Promiscuidad y euforia preventiva en la Final de Champions 2016
Las aficiones se mezclan civilizadamente en el centro de Milán y convierten el Duomo en la superstición de la victoria
No se recuerdan tantos españoles en Milán desde que Carlos V conquistó la ciudad hace cinco siglos. Una invasión de 60.000 aficionados que han llegado por todos los caminos y de todas las maneras. Por ejemplo, en autobús y desde Toledo.
Le sucedió Cristina, una seguidora del Real Madrid que se hizo con una entrada el miércoles y que recorrió 1.600 kilómetros no tanto por carretera como levitando. Y celebrando preventivamente la victoria de esta noche en la plaza del Duomo.
Es el perímetro de promiscuidad que las aficiones han convenido ocupar para despojarse de la tiranía de las fan zones. Allí se las separa y se les administran un programa festivo a medida, pero muchos atléticos y madridistas han roto los cordones. Y conviven delante de la catedral en una confusión iconográfica que debe irritar a las autoridades eclesiásticas. Y tentarlas de sacar los látigos para evacuar a los mercaderes. Más aún cuando la copa de la Champions desempeña un lugar totémico. Hacen colas los aficionados para tocarla. Multiplican los selfies delante del becerro de plata. Y solo les falta santiguarse bajo la cúpula pagana donde se aloja el trofeo.
"Nos lo vamos a llevar a casa", proclama el patriarca atlético de una expedición familiar. Niños tan jóvenes que solo conocen la era triunfal de Simeone. Y que interpretan la finalísima como un despecho de Lisboa, aunque El Cholo haya proscrito la idea de la revancha y haya inculcado la autoayuda de la energía positiva.

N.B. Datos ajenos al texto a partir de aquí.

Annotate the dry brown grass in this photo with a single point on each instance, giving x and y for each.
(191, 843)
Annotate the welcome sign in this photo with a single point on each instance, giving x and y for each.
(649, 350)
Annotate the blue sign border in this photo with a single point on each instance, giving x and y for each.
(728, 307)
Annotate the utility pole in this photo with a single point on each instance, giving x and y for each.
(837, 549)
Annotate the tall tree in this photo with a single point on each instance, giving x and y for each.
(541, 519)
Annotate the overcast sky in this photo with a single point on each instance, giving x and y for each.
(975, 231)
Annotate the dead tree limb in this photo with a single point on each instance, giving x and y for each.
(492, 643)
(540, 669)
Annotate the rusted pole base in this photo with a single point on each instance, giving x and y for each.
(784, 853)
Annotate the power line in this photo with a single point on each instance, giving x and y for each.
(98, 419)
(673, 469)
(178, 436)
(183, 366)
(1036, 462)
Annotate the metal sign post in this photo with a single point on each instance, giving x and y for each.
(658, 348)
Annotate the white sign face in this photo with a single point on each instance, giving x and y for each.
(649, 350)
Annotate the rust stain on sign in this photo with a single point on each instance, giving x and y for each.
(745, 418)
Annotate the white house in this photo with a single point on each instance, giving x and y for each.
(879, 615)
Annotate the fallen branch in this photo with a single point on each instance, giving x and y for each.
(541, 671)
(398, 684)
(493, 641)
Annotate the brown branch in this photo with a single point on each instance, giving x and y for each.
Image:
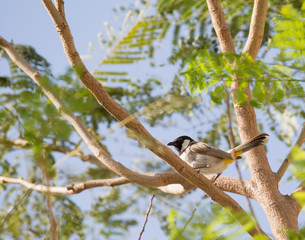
(170, 182)
(98, 151)
(59, 4)
(146, 218)
(121, 115)
(256, 30)
(221, 28)
(283, 168)
(300, 188)
(232, 145)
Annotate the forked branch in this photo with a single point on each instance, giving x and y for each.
(283, 168)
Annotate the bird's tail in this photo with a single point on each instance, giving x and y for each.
(260, 139)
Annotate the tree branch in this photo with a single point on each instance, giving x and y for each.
(98, 151)
(121, 115)
(300, 188)
(283, 168)
(59, 4)
(146, 218)
(257, 25)
(221, 28)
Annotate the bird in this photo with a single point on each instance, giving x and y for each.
(211, 160)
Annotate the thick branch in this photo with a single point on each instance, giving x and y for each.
(171, 182)
(257, 25)
(100, 154)
(221, 28)
(121, 115)
(300, 188)
(283, 168)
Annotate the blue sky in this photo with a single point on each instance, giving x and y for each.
(27, 22)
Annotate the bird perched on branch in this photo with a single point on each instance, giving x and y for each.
(211, 160)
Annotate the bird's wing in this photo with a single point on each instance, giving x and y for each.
(205, 149)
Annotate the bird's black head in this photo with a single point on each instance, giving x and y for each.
(181, 143)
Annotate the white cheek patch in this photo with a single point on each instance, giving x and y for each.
(185, 144)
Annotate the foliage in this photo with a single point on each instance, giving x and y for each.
(201, 81)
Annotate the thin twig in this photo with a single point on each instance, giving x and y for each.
(232, 144)
(185, 225)
(146, 218)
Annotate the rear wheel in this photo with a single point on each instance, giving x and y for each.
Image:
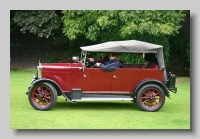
(150, 98)
(42, 96)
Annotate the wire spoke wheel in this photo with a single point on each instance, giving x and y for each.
(42, 96)
(150, 98)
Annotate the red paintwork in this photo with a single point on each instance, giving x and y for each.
(95, 80)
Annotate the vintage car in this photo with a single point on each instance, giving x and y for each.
(146, 84)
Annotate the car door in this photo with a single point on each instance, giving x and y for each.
(123, 80)
(96, 81)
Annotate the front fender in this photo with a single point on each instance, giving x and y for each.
(151, 81)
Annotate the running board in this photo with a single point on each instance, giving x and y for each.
(103, 97)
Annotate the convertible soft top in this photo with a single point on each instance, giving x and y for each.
(128, 46)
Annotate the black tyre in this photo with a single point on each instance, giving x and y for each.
(150, 98)
(42, 96)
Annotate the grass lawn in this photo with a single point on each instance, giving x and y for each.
(175, 114)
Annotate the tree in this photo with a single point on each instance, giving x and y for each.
(42, 23)
(153, 26)
(108, 25)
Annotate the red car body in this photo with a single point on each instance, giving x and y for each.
(145, 84)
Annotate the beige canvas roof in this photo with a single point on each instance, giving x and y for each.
(128, 46)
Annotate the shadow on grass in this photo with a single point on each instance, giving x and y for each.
(97, 105)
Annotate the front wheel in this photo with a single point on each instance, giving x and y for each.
(150, 98)
(42, 96)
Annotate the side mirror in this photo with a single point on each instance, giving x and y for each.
(75, 58)
(81, 69)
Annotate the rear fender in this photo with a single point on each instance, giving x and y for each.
(145, 82)
(58, 88)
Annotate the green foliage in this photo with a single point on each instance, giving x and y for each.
(38, 22)
(118, 24)
(154, 26)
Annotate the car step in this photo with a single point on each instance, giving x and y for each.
(103, 97)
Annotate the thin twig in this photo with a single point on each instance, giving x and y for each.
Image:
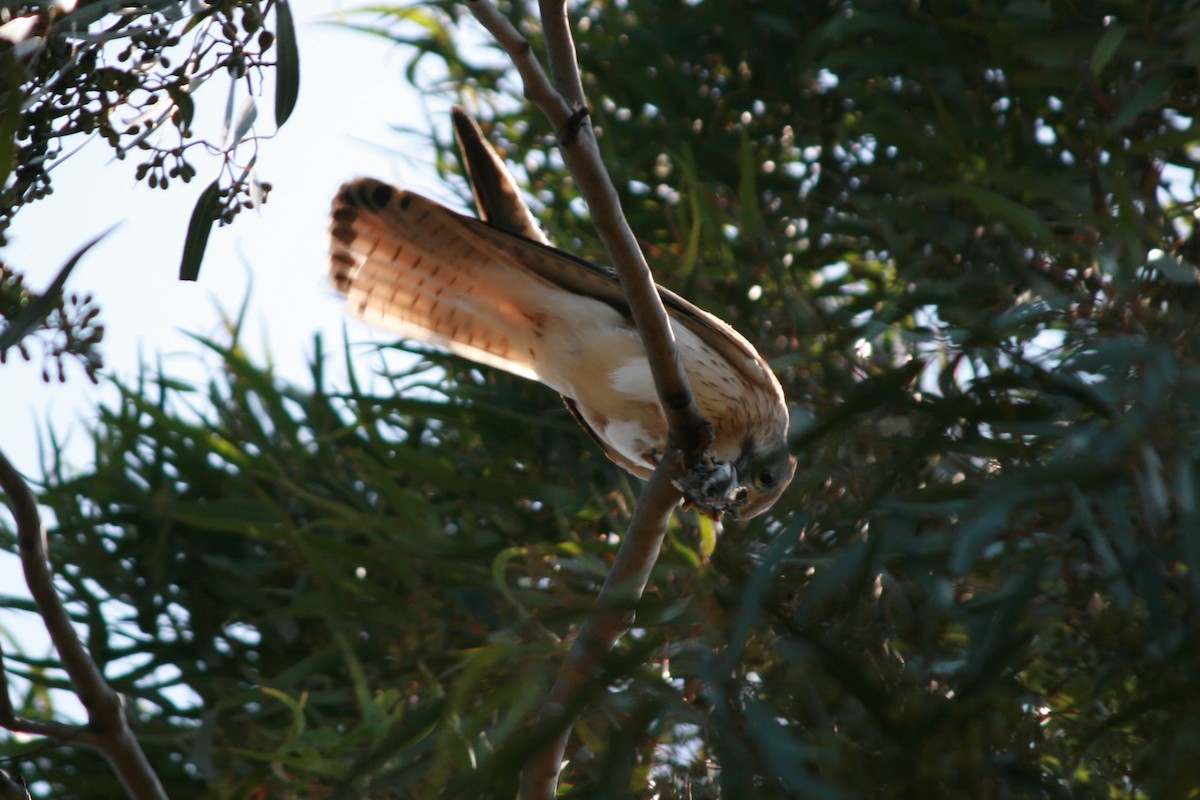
(107, 729)
(689, 434)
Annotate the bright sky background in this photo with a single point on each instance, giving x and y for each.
(352, 95)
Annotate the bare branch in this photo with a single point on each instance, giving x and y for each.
(10, 789)
(609, 621)
(689, 434)
(688, 428)
(107, 729)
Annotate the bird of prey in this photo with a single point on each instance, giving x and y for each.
(493, 293)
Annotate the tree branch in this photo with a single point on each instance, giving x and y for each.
(689, 434)
(688, 428)
(107, 729)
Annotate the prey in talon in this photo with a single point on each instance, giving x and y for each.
(495, 293)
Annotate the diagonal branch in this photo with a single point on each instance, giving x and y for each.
(688, 432)
(107, 729)
(688, 428)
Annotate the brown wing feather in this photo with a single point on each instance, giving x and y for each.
(582, 277)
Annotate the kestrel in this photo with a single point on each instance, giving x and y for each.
(417, 268)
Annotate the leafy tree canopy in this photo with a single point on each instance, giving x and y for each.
(963, 232)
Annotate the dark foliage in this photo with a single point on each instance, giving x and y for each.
(964, 232)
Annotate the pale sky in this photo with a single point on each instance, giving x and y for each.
(352, 94)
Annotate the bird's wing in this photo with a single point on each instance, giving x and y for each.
(497, 197)
(582, 277)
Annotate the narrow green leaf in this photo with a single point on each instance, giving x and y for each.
(9, 120)
(1149, 95)
(246, 115)
(1107, 48)
(203, 216)
(1019, 217)
(37, 311)
(287, 64)
(748, 190)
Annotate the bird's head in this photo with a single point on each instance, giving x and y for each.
(744, 488)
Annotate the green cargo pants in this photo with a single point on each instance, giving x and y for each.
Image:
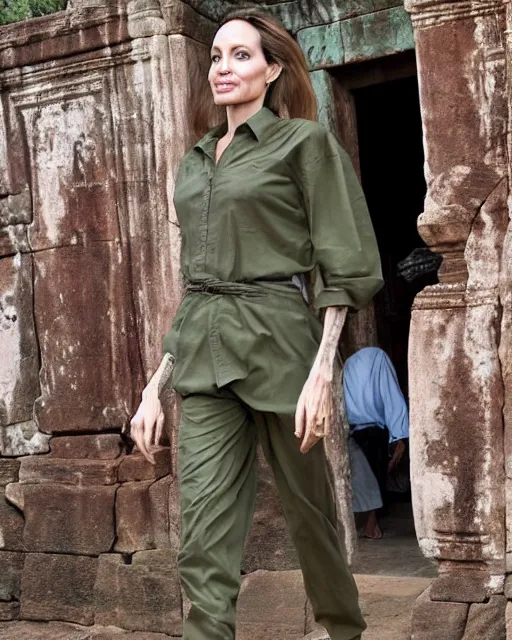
(217, 470)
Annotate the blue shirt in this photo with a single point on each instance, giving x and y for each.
(372, 393)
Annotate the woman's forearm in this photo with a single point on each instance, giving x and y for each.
(161, 375)
(334, 321)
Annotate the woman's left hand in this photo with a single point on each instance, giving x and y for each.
(314, 413)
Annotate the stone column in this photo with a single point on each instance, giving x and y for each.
(93, 122)
(455, 366)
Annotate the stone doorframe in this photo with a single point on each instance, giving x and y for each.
(460, 355)
(460, 346)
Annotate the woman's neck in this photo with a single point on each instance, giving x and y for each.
(237, 114)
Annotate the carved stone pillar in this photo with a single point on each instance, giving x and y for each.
(456, 381)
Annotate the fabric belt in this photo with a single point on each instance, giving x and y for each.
(253, 289)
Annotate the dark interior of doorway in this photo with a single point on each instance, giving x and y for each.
(391, 156)
(391, 161)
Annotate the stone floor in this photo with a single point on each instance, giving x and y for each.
(390, 574)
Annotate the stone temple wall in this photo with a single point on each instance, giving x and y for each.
(93, 122)
(92, 125)
(460, 347)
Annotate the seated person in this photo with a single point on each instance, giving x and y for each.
(377, 415)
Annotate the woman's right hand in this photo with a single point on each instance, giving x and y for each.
(148, 423)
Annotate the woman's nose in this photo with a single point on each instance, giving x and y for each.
(224, 66)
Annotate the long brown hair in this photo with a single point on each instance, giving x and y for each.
(290, 96)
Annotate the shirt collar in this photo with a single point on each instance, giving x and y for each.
(258, 124)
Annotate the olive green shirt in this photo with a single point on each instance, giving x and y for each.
(282, 200)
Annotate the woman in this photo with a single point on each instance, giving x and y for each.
(260, 199)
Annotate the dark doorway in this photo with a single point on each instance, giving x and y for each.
(391, 161)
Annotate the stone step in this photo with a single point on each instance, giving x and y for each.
(272, 605)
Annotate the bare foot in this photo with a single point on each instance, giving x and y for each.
(372, 528)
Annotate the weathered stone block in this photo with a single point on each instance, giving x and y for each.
(69, 631)
(11, 526)
(269, 545)
(62, 519)
(9, 611)
(446, 620)
(16, 209)
(45, 470)
(23, 439)
(468, 586)
(272, 600)
(88, 382)
(133, 518)
(487, 621)
(58, 587)
(19, 365)
(11, 565)
(105, 446)
(8, 471)
(165, 521)
(143, 517)
(144, 596)
(135, 467)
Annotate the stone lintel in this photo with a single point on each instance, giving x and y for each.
(357, 39)
(62, 34)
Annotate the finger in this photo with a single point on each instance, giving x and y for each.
(309, 441)
(300, 418)
(138, 437)
(309, 436)
(159, 427)
(149, 430)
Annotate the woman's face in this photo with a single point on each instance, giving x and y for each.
(239, 72)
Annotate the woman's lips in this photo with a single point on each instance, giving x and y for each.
(224, 87)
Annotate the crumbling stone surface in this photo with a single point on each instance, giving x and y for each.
(8, 471)
(58, 587)
(104, 446)
(19, 384)
(432, 620)
(143, 596)
(46, 470)
(11, 565)
(133, 518)
(67, 631)
(9, 611)
(272, 600)
(487, 621)
(11, 526)
(461, 586)
(135, 467)
(66, 519)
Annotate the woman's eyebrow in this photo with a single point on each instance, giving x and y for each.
(234, 46)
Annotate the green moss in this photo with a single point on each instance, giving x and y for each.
(14, 10)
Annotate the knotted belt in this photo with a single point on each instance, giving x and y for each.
(253, 289)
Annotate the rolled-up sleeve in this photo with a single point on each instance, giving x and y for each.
(345, 248)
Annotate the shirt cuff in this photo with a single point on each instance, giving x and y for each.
(333, 298)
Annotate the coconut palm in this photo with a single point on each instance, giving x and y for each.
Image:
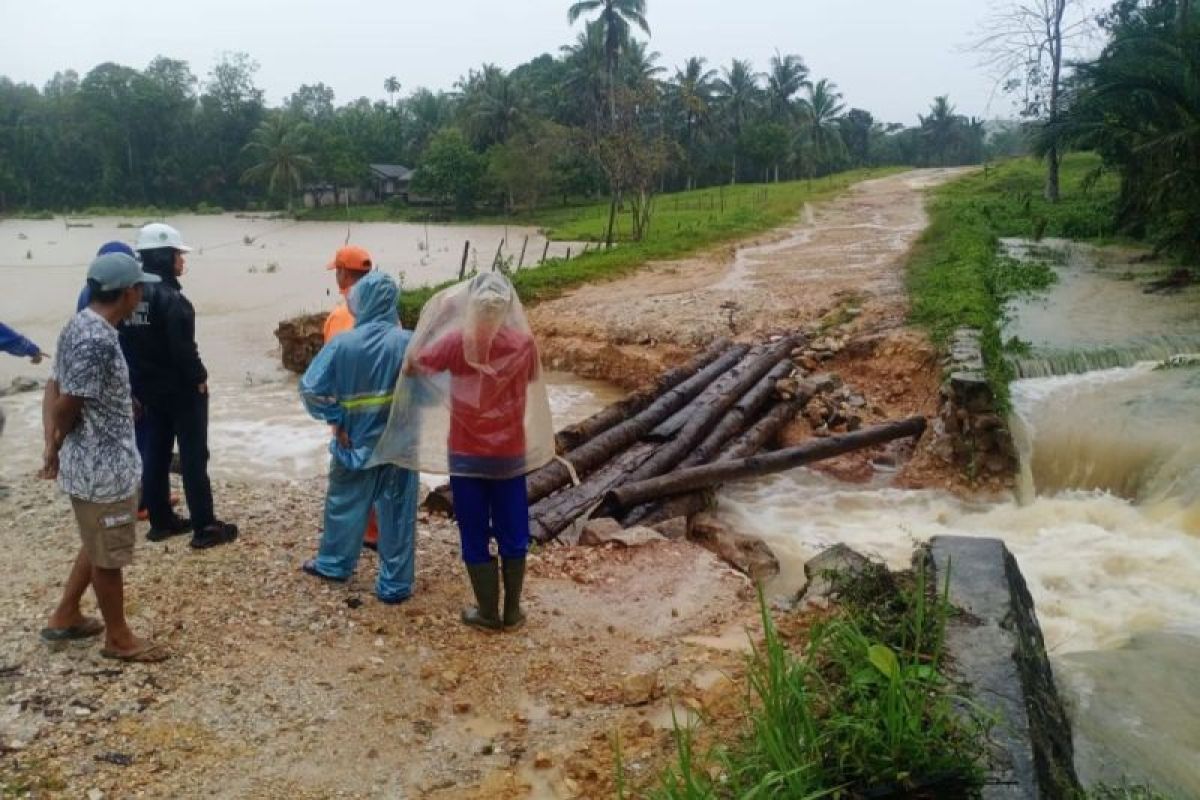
(615, 18)
(821, 110)
(737, 92)
(940, 127)
(693, 90)
(787, 76)
(491, 104)
(391, 85)
(281, 150)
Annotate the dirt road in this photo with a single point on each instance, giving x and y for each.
(846, 253)
(283, 686)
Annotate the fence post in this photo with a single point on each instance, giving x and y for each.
(523, 245)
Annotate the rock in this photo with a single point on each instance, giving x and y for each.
(673, 529)
(634, 536)
(747, 554)
(826, 567)
(300, 340)
(639, 689)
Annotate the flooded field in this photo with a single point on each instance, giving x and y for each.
(244, 276)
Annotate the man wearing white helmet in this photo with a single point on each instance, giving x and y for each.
(161, 342)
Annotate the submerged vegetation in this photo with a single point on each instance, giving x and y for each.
(684, 223)
(859, 708)
(958, 275)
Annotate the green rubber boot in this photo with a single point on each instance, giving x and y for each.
(485, 582)
(514, 577)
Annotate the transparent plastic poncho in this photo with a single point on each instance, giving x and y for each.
(471, 400)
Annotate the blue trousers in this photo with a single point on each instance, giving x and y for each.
(486, 510)
(352, 493)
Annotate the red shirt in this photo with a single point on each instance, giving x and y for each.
(486, 408)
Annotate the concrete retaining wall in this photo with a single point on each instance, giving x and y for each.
(996, 649)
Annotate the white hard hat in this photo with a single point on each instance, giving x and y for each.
(157, 234)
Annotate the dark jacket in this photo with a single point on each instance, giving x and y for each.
(160, 341)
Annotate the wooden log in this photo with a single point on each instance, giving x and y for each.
(600, 449)
(709, 407)
(697, 477)
(552, 515)
(715, 445)
(748, 444)
(574, 435)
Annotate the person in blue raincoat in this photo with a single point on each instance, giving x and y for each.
(349, 386)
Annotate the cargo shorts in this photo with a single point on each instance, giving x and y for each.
(107, 530)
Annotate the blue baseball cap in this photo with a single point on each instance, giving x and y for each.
(118, 271)
(115, 247)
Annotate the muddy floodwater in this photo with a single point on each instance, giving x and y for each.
(244, 276)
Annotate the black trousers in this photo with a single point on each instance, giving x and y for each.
(183, 419)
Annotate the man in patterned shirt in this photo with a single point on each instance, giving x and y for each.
(91, 451)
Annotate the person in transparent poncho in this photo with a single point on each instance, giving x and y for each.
(473, 403)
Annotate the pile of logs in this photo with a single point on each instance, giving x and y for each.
(660, 452)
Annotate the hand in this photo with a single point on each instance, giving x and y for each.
(49, 462)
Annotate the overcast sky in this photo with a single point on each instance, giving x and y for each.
(889, 56)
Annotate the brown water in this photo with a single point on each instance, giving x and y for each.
(1105, 524)
(244, 276)
(258, 427)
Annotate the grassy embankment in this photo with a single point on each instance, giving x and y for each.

La transmiten los hinchas rojiblancos en la galería Vittorio Emmanuelle, cuya acústica abovedada hace reverberar los cánticos. Y mantiene atónitos a los turistas. Se graban unos a otros. Y se producen diplomáticas relaciones entre las aficiones rivales.
Comparten la meta, las vicisitudes del viaje, los "atracos" que se perpetran los bares céntricos, el presupuesto desproporcionado de los hoteles y hasta la voracidad de los reventas, aunque se han desinflado los precios respecto a la euforia inicial.
Nos los confirmaba Mauro, un estudiante de 23 años que compró las entradas por 600 euros en Madrid -costaban 70- y que esperaba revenderlas al doble. "Y de momento solo he conseguido que estén dispuestos a pagarme la mitad", lamentaba.
El negocio está en manos de la camorra napolitana. Y no hace falta preguntárselo a la policía, sino identificar el acento meridional de los dealers, la eficacia de su organización, el monopolio de un mercado clandestino al que acuden los snobs de Milán, chinos adinerados, árabes sin limitaciones pecuniarias.
Es una final extraña porque Milán parece una ciudad hospitalaria y recelosa a la vez. Hospitalaria porque la invasión madrileña proporciona 25 millones de euros en términos de impacto turístico. Recelosa porque produce cierto embarazo a los milaneses que dos equipos madrileños hayan suplantado en San Siro la jerarquía del Inter y del Milan. Nada visto desde los tiempos en que Carlos V conquistó la capital lombarda.
De hecho, los diarios deportivos ni siquiera convierten la finalísima en el acontecimiento de la portada. El Meazza se ha convertido en un territorio de excepción. En un cuerpo extraño. Y en un recuerdo embarazoso de la decadencia del calcio, aunque los interistas consideran que Simeone los representa, como los representa su fútbol gregario e intenso, haciendo del catenaccio una versión posmoderna.
"Ole, ole, ole, Cholo Simeone", se escucha de repente en el eco de un callejón del barrio de Brera. "Cómo no te voy a querer", replican los madridistas en una dialéctica pacífica a la que asisten contrariados los hinchas de otros clubes que ya habían reservado entrada, hotel y avión. Hooligans extemporáneos del Manchester. Urbanitas del Saint-Germain. Blaugranas en busca de autor. Y milanistas nostálgicos que leen con sobresalto la noticia de que Berlusconi ha decidido vender en equipo a China.